@Scaffoldtothesky I mean this with kindness, but I feel so frustrated reading your thread.
Your husband shows you no love, no care, no affection, no respect, he doesn't listen to you, he doesn't care about your feelings or opinions. You are a non-person to him. He is contradictory, changes his mind, makes no sense, refused to discuss issues including this very important one. It appears the only reason he wants you around is so he can tick the box 'son lives with both parents'. And possible because you're handy as you do more of the work and planning, whilst also earning more.

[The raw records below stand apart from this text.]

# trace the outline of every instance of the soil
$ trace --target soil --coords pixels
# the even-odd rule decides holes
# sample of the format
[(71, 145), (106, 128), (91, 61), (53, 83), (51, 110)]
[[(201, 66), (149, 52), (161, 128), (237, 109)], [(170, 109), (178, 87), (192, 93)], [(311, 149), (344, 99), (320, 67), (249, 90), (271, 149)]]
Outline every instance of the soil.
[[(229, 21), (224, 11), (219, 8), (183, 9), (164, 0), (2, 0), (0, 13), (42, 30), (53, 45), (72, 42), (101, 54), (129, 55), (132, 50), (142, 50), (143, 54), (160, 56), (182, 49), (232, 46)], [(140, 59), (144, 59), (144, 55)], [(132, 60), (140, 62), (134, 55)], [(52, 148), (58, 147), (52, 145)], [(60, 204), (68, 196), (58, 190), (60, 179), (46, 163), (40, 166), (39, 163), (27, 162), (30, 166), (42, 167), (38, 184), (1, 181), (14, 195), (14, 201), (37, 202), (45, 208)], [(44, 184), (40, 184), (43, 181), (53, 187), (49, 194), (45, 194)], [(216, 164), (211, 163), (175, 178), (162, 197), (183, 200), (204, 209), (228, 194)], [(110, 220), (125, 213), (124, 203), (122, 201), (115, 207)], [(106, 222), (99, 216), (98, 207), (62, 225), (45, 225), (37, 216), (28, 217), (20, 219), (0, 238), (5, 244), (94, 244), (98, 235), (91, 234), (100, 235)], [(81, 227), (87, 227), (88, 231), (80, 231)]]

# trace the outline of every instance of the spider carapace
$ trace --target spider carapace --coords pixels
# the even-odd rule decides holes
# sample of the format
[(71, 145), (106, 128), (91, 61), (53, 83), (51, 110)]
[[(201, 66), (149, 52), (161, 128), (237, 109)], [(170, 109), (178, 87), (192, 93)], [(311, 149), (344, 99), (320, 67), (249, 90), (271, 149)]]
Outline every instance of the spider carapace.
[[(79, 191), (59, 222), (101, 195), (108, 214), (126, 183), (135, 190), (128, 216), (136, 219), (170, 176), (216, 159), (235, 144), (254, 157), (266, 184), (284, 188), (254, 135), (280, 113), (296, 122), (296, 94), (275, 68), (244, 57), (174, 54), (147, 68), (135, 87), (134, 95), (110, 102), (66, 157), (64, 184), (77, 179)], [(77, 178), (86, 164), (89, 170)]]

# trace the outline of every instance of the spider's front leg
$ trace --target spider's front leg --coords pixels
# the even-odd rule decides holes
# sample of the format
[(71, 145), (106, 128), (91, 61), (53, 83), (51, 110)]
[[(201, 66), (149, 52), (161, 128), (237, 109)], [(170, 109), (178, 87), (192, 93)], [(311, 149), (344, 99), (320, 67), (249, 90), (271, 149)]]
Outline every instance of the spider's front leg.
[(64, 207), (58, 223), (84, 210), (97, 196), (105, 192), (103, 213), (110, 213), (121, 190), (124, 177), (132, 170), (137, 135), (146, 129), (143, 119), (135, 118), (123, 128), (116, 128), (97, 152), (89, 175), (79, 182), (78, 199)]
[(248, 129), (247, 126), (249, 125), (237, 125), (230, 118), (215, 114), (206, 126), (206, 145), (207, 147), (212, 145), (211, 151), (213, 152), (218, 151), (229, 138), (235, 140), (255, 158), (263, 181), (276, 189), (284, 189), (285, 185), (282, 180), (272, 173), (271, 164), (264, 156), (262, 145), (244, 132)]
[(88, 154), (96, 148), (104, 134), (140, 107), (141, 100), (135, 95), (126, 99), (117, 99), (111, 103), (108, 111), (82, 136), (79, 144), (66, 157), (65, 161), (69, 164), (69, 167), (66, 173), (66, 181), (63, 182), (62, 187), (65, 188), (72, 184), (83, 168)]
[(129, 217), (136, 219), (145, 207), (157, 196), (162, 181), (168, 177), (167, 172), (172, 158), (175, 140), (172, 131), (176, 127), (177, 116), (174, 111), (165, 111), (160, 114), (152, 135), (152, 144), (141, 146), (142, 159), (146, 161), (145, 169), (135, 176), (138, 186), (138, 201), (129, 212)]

Why are on earth are you considering for one moment staying with him? Your life would be immeasurably better without him.
Your son would without doubt be better off too. Your relationship is a very unhealthy one which he will see as a model for his future relationships. I'm sure you don't want that for him. He lives in a house where there is tension and no love between the adults. That sounds awful for him.
If you stay, you will continue to feel as though you are disappearing. You will becime less and less you. Your son won't see the real you anymore. Your life will have been wasted.
By leaving you will find yourself again, you will be able to live in a loving, warm, calm home with your son. OK you won't see as much of him as you will be co-parenting, but your son will have his mum back. You will be stronger, happier, more resilient. You can be happily single, or, in time you might meet someone else. Someone who loves you and cares for you, listens to you and respects you as his equal.
You don't need your husband's permission to leave him. You can find somewhere else to live and leave with your son. Of course you will have to agree a co-parenting arrangement that is fair and best for your son. Perhaps that should be the focus of your future therapy. But if you keep waiting for your husband to make a decision I suspect you will wait forever. And besides, why does he have to be the one to make a decision?